Step 1: Evaporator
The vapor compression cycle is the primary cycle used in commercial refrigeration systems.
- Understanding Boiling Points
- Step 1: Evaporator
- Step 2: Compressor
- Step 3: Condenser
- Step 4: Expansion Device
The vapor compression cycle starts at (Step 1) the evaporator, with cold, low-pressure, liquid refrigerant. It absorbs heat and evaporates to a low-pressure gas. Then the gas is (Step 2) Compressed to a high-pressure, high-temperature gas and (Step 3) condensed to a high pressure gas. Finally, the gas is condensed at the (Step 4) expansion device to a cold, low-pressure liquid refrigerant.
Step 1: Evaporator. The first step in the vapor compression cycle is the evaporator, which can also be called a liquid cooler. The evaporator is simply a heat exchanger. Heat is exchanged from the warm medium (air or water) to the cold, liquid refrigerant. The heat gained by the liquid refrigerant causes it to change phases to a refrigerant gas. The refrigerant liquid gains the heat necessary to overcome the latent heat of evaporation, in order to change to a gas. There are two types of evaporators, (1) an air cooled evaporator and (2) a water cooled evaporator. Figure below shows the (1) air cooled evaporator which is most commonly referred to as a direct expansion system. In this evaporator, warm air from an air conditioned space is cooled and redistributed to the space. Also shown in the figure below is the water cooled system, where chilled water return is cooled and supplied to the chilled water distribution system.
The most common system is the direct expansion system. This system is prevalent throughout smaller systems,
like those serving residential systems. In this system, the hot air from the space is used to directly evaporate
the refrigerant to a hot gas. Note that the hot air from the space is roughly ~75 °F and the refrigerant liquid is
typically 40 °F. The 75 °F room air is cooled down to ~55 °F and then distributed back to the space. In a water-cooled system,
which is more common for larger commercial systems, chilled water typically at 55 °F is cooled by the evaporator down to ~45 °F.

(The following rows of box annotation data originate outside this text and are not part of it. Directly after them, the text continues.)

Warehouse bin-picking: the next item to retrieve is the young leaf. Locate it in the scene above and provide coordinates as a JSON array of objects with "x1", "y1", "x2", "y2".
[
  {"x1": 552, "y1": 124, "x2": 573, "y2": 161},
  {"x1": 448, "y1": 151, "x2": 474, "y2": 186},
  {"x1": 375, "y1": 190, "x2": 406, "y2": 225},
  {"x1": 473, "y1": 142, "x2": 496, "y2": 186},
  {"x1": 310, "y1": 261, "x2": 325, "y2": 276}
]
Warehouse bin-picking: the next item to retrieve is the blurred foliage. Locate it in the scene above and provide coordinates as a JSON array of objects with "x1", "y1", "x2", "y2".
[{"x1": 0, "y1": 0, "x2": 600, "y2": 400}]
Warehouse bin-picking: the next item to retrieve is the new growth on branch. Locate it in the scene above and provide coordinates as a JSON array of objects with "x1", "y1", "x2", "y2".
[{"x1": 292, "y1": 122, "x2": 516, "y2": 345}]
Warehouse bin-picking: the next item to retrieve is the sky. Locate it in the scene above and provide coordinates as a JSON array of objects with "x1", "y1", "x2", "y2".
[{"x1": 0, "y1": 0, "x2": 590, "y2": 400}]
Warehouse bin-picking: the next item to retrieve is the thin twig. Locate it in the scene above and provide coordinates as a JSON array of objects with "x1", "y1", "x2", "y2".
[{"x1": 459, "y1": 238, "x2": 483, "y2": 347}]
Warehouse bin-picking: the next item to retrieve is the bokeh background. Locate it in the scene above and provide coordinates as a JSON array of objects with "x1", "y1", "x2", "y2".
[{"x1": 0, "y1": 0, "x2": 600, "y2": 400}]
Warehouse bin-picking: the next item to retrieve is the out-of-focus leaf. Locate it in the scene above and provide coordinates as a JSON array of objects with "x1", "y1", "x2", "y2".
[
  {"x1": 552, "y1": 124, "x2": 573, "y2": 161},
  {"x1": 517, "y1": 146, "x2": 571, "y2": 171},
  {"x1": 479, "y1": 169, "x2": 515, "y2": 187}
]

The colder chilled water is then supplied to another heat exchanger, where air is cooled and then distributed to the space.
Besides the two different types of evaporator systems, there are also different types of heat exchangers used in refrigeration. The most common heat exchangers include: (1) Shell and Tube, (2) Tube in Tube and (3) Brazed Plate.
(1) Shell and Tube: This heat exchanger is the most common and consists of copper pipes arranged in a coil that is constructed in a cylindrical shell. One fluid is provided in the shell and contacts the outer surface of the inner tubes. Another fluid is contained inside of the tubes. Heat exchange occurs in the shell at the outer surface of the tubes. Often times aluminum fins are provided on the copper pipes. These fins provide more surface area for heat exchange to occur.
(2) Tube in Tube: A tube is constructed in a tube, sealed separately to keep the fluids in one tube from contaminating the other. Heat exchange is conducted at the outer surface of the inner tube and the inner surface of the outer tube.
(3) Brazed Plate: This type of heat exchanger consists of multiple thin plates separated by a small distance. Each plate either carries the hot or cold fluid. Heat exchange occurs between the surface areas of each plate.
As previously mentioned the evaporator acts as a heat exchanger with a cold side and a hot side. The cold side consists of a mixture of refrigerant gas and liquid. At this point, the partial liquid-gas refrigerant mixture moves through the evaporator, picking up heat from the hot side. But instead of heating the gas, the heat is used to boil the remaining liquid. It is important for the evaporator to boil all of the liquid, prior to the refrigerant entering the compressor in the following step. Once all the liquid has boiled, the liquid-gas mixture turns into a refrigerant gas (vapor), called a saturated vapor. Any additional heat will now increase the temperature of the refrigerant vapor, into a region called super heat. Any release in heat will cause some of the gas to condense back to a liquid.
It is important for the engineer to understand that the amount of cooling provided through the evaporation of the refrigerant liquid is much more than simply increasing the temperature of the refrigerant liquid. For example, R-134a takes 92.82 Btu of heat to change 1 lb of refrigerant from liquid to gas. While it takes 0.204 Btu of heat to increase 1 lb of refrigerant gas by 1°F.